Vampires: The Greatest Stories · 30 September 2007
I've never read a book about vampires before. Actually, I've never read anything about vampires before. I haven't specifically sought out vampire movies, so I haven't even seen Dracula before. Further, I never had any particular fascination with vampires or anything vampiric. This all goes to say that I am a total vampire n00b. A total vampire n00b who has read for you, dear readers, four short stories about vampires and now finds himself writing up his impressions.
As Kim mentioned, she left me a vampire book to read some of and make this post about, which will finish off her vampire theme before I move onto
frickin' laser beams fresh new material. The vampire book she left is simply entitled Vampires: The Greatest Stories and it contains 15 short stories that are vampire-related. I started off right: I read Phillip K. Dick's The Cookie Lady and was immediately interested. The story actually had nothing to do with vampires as I knew them. I suppose it featured an effect I would have called, in a video game, vampiric, but I'm not sure that rises to the level of a vampire.
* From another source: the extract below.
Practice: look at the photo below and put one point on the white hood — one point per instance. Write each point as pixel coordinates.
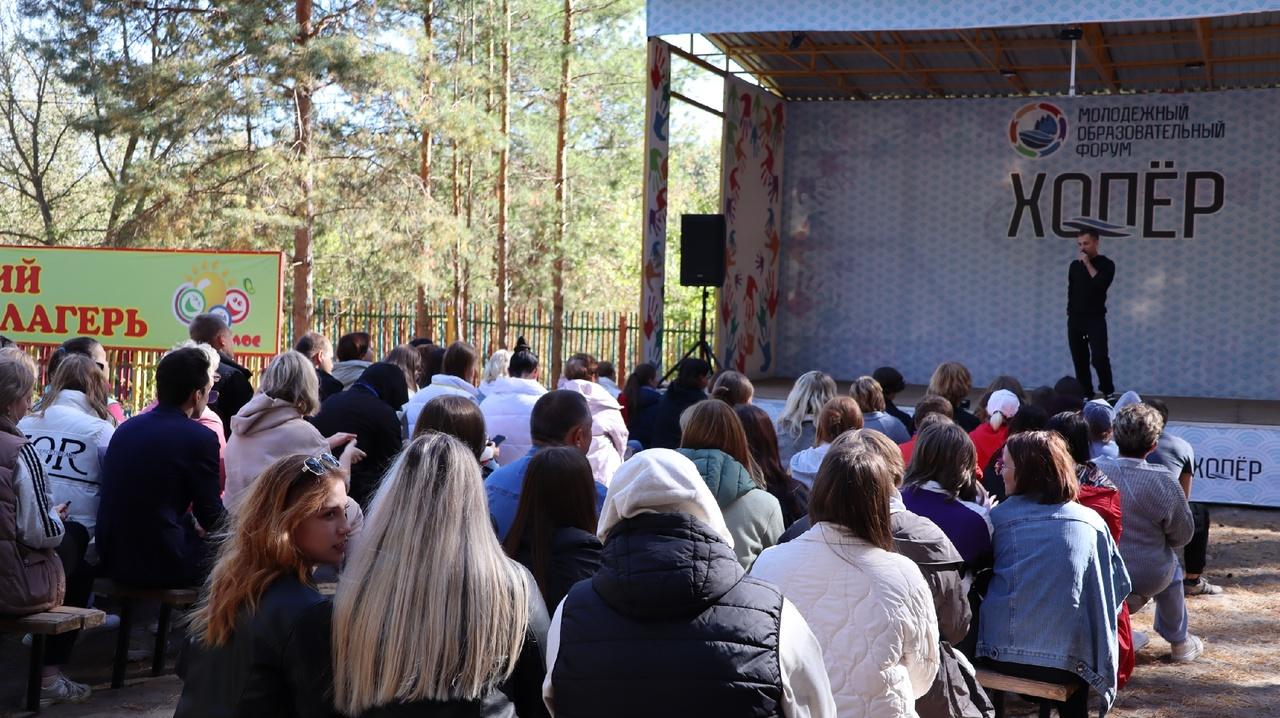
(661, 481)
Anyhow, the story was quite fine. It reminded me of Roald Dahl's short story writing in Kiss Kiss, which I read earlier this year and enjoyed.
I then progressed on to reading David Drake's Something Had to be Done, which was quite short, and was shocked to find that it too didn't really have much to do directly with vampires. Strange, I imagined vampire books and stories as super-cheesy Dracula-style "I want to suck your blood" action. I'm pretty sure I've even teased Kim about this before. Remind me to apologize. :)
Then I went on to read Roger Zelazny's Dayblood and Tanith Lee's Red As Blood, back-to-back and my experience changed course. The former is pretty vampire cheesy and reads like a fanfic you might find on the Internet. The latter is, quite differently, some kind of super goth statement. Maybe I'm dense, maybe I didn't put in the requisite time to contemplate and figure it out, but I didn't get it. Well, that's my outsider's opinion for all of you seasoned vampire readers out there.
There are 11 more stories in the book, but I'm not going to read them. I really only enjoyed the first very much and, well, I'm far too infatuated with Orson Scott Card's Speaker For The Dead right now to bother finishing off the short story collection. If you love your vampires though, I'll bet this book would be like a bag of warm, buttery popcorn. Next up: math!